Use ddf_utils for ETL tasks

Create DDF dataset from non-DDF data files

If you want to learn how to compose DDF datasets, read Recipe Cookbook (draft). If you are not familiar with DDF model, please refer to DDF data model document.

ddf_utils provides most of data classes and methods in terms of the DDF model: concept/entity/datapoint/synonmy (and more to come.) Together with the other utility functions, we hope to provide a tool box for users to easily create a DDF dataset. To see it in action, check this notebook for a demo.

In general, we are building scripts to transform data from one format to the other format, so guidelines for programming and data ETL applies here. You should care about the correctness of the scripts and be ware of bad data.

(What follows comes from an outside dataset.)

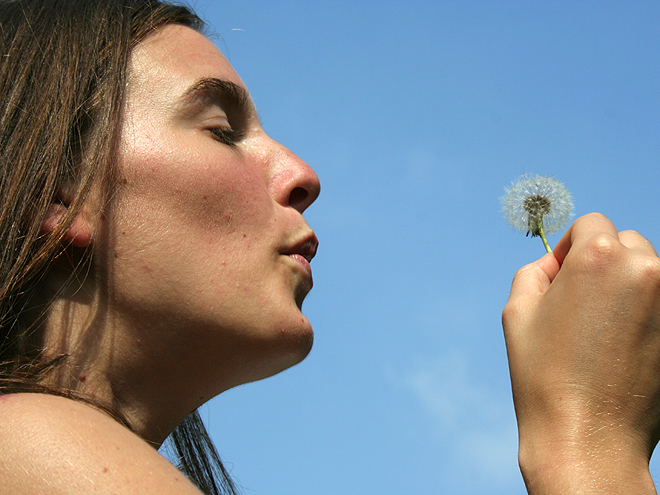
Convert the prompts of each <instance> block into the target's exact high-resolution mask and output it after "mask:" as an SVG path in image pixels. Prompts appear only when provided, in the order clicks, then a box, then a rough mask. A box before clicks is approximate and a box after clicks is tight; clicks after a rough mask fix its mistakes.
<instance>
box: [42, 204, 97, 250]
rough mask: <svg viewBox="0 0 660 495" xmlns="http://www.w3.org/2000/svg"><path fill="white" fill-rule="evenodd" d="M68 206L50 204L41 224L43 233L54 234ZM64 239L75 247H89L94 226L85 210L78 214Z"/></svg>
mask: <svg viewBox="0 0 660 495" xmlns="http://www.w3.org/2000/svg"><path fill="white" fill-rule="evenodd" d="M67 210H68V208H67V207H66V206H65V205H63V204H61V203H53V204H52V205H50V208H49V210H48V214H47V215H46V218H45V219H44V221H43V223H42V224H41V232H42V233H43V234H52V233H53V232H55V230H56V229H57V225H58V224H59V222H60V221H61V220H62V218H64V216H65V215H66V213H67ZM64 240H66V241H67V242H69V243H70V244H71V245H73V246H75V247H87V246H89V245H90V244H91V243H92V226H91V225H90V223H89V221H88V220H87V218H86V215H85V212H84V211H81V212H80V213H78V215H76V218H74V220H73V222H71V225H69V228H68V229H67V231H66V233H65V234H64Z"/></svg>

Create DDF dataset from CSV file

When you have clean CSV data file, you can use the ddf from_csv command to create DDF dataset. Currently only one format is supported: Primary Keys as well as all indicators should be in columns.

ddf from_csv -i input_file_or_path -o out_path

Where -i sets the input file or path and when it is a path all files in the path will be proceed; -o sets the path the generated DDF dataset will be put to. If -i is not set, it defaults to current path.

Compare 2 datasets

ddf diff command compares 2 datasets and return useful statistics for each indicator.

ddf diff -i indicator1 -i indicator2 dataset1 dataset2

For now this command supports following statistics:

  • rval: the standard correlation coefficient
  • avg_pct_chg: average percentage changes
  • max_pct_chg: the maximum of change in percentage
  • rmse: the root mean squared error
  • nrmse: equals rmse/(max - min) where max and min are calculated with data in dataset2
  • new_datapoints: datapoints in dataset1 but not dataset2
  • dropped_datapoints: datapoints in dataset2 but not dataset1

If no indicator specified in the command, rmse and nrmse will be calculated.

Note

Please note that rval and avg_pct_chg assumes there is a geo column in datapoints, which is not very useful for now. We will improve this later.

You can also compare 2 commits for a git folder too. In this case you should run

cd dataset_path

ddf diff --git -o path/to/export/to -i indicator head_ref base_ref

Because the script needs to export different commits for the git repo, you should provide the -o flag to set which path you’d like to put the exported datasets into.